Why eager Moscow may never say 'I do'

Russia and Belarus last week released a draft treaty on union, but the

October 20, 1999

Russia and fellow Slavic neighbor Belarus have been talking about a union since the 1991 collapse of the Soviet Union. Last week, Moscow and Minsk finally outlined terms in a draft treaty, which Presidents Boris Yeltsin and Alexander Lukashenko are expected to sign before the end of the year.

But it's not clear whether the wedding will ever take place.

"In our political life the project of reuniting Russia and Belarus is a sacred cow," says Svyatoslav Kaspe, an analyst with the independent Foundation for Public Politics in Moscow. "But any discussion of details quickly becomes bogged down."

Russia and Belarus have already created a customs union and joint intergovernmental consultative bodies. Mr. Yeltsin and Mr. Lukashenko had pledged the draft treaty would be the final stage in establishing a single state with one president, a joint parliament, and a single currency - dubbed the "Slavic euro."

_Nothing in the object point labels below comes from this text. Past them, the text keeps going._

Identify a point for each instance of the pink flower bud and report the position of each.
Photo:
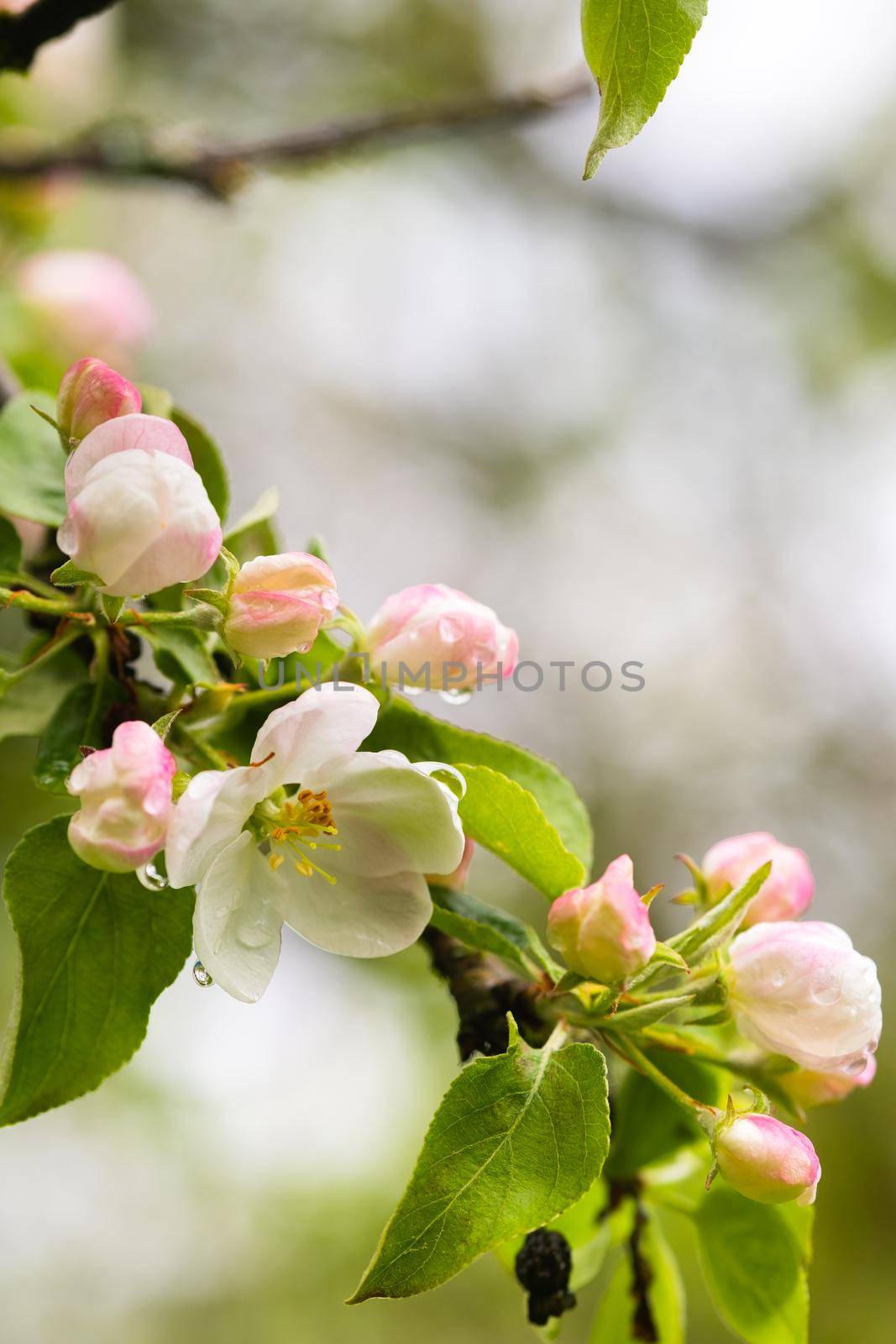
(604, 931)
(125, 800)
(436, 628)
(766, 1160)
(786, 891)
(92, 393)
(801, 990)
(815, 1088)
(278, 604)
(87, 300)
(139, 515)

"We are calling now for merging our nations into one union state," Yeltsin said in launching negotiations last Christmas.

But Alexander Tyagunov, a key supporter of the merger in the Duma, Russia's lower house, calls the actual treaty "a disappointing and weak document.

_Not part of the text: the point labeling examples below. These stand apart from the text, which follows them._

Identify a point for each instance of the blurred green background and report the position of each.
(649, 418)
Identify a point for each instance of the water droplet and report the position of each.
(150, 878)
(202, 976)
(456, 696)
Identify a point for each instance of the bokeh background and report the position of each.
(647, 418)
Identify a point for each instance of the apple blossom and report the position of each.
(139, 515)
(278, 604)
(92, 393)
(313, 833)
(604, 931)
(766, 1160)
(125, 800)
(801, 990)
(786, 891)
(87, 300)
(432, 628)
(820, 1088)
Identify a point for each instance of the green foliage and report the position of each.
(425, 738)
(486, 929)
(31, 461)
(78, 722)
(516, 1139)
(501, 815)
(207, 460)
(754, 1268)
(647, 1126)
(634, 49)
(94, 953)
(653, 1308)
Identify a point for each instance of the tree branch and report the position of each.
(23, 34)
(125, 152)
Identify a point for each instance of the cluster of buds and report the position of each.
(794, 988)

"The only thing to be said in its favor is that it keeps the process of integration alive. It certainly does not move it forward." While the treaty would mandate a free economic zone and a common currency, it makes no provisions for forging a single government.

The drive for reunification was born of a strange relationship between Yeltsin and Lukashenko, the increasingly autocratic and antireformist leader of Belarus.

Analysts say Yeltsin is anxious to go down in history not as the man who destroyed the USSR, but as the founder of a new union. There have been mutters that he might try to use the joint state to extend his rule beyond 2000, when the Constitution requires him to step down. Slobodan Milosevic successfully managed a similar sleight of hand in 1997, going from president of Serbia to president of Yugoslavia.

But Alexei Chesnakov, an expert with the Center for Political Trends, an independent think tank in Moscow, dismisses such concerns. "Russia's internal political balance has changed in the past year, and it's quite clear the elite will not tolerate Yeltsin staying in power through such a mechanism," he says.

Lukashenko, for his part, had hoped to use the union as his entry onto the stage of Russian politics. The Belarussian leader reportedly was furious that the latest treaty fails to create a supranational presidency.

At first glance, it looks like a perfect marriage: Belarus, a nation of 10 million with a disproportionate share of Soviet-era industry, suffered terribly when cut off from Russian raw materials, which Moscow tycoons dream of reuniting. Russia's military brass favor union as a means of extending the country's buffer against NATO.

"The country's economy is on the verge of collapse. Only union with Russia offers a way out," says Alexander Chepurenko, an analyst with the Institute of Social and National Problems in Moscow. "Almost everyone in Belarus wants union."

Not quite everyone, however. Dozens of demonstrators were injured and more than 90 were detained Oct.17 in clashes with police, in a march to protest the draft treaty, Lukashenko, and the disappearance of several prominent dissidents.

According to a recent survey, 53 percent of Russians support full union with Belarus. With parliamentary elections coming December 19 and the presidential poll due in June, it's the kind of number that politicians notice.

And yet, almost no Russian leader is likely to pursue the option. "Only the Communists truly support union with Belarus, and that's just on principle," says Mr. Kaspe. "Otherwise it is a minefield that could bring Russia to economic disaster and political ruin." Belarus's Soviet-style economy would require vast infusions of Russian aid - resources the near-bankrupt Moscow government does not have. Lukashenko's dictatorial style also repels the Russian political elite, who have grown used to an open press, freedom of speech, and elections.

Still, the idea is so popular that it can't be closed either. "You can trust the politicians to keep this going," says Alexei Kuzmin, with the International Institute of Political Humanism in Moscow. "For our politicians, the most attractive feature of Russia-Belarus union is the endless character of the process and the fact that it is impossible to implement."